# Bait Choices and Pointers?



## Stephensb (Aug 31, 2013)

Still kind of new to surf fishing. What's biting and what's bait are they hitting?


----------



## walkerj44 (May 23, 2013)

*Thick*

I went to seagrove, seaside, and grayton beaches yesterday around lunch. The slime is so thick you can't put a bait in the water from the beach.


----------



## BlaineAtk (Jun 8, 2010)

Wirelessly posted

I fish over there as well?! I always go for the sand fleas!! Has been slimy lately. 

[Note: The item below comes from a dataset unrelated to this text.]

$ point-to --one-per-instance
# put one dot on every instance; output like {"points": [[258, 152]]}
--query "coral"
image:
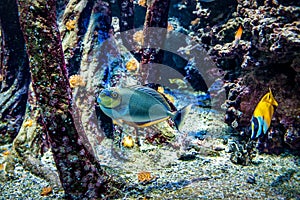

Anyone who fishes the Santa Rosa beach seaside grayton area, we should get up and fish one day!! I need to meet some more people over here. All I know are local musicians.....


----------



## walkerj44 (May 23, 2013)

Yeah the sand fleas were huge yesterday! Didn't do me much good tho.


----------



## backwoods (Dec 4, 2009)

*fleas*

Bigger is not always better. I have had some of my best days with smaller sand fleas.


----------



## Salt4Lifer (Jun 1, 2013)

Throw the big fleas back unless you're after Lady's and Reds...have you seen the size of a Pomps mouth?


----------



## walkerj44 (May 23, 2013)

Yeah you're right. I caught a 32 inch red a couple months ago on a sand flea that was almost too small to catch in the rake. As big as they were wasn't sure if I could hook one.


----------



## Gio (May 27, 2012)

Stephensb said:


> Still kind of new to surf fishing. What's biting and what's bait are they hitting?


Live sand fleas would be your best bet right now. You can also try fresh dead peeled shrimp. It seems that whiting are really hot right now. You will also catch blues, pompano, redfish, ladyfish and hard head cats right now. Go early in the morning or late in the day. Fishing is also good on an incoming high tide. Good luck, and tight lines,
Gio


----------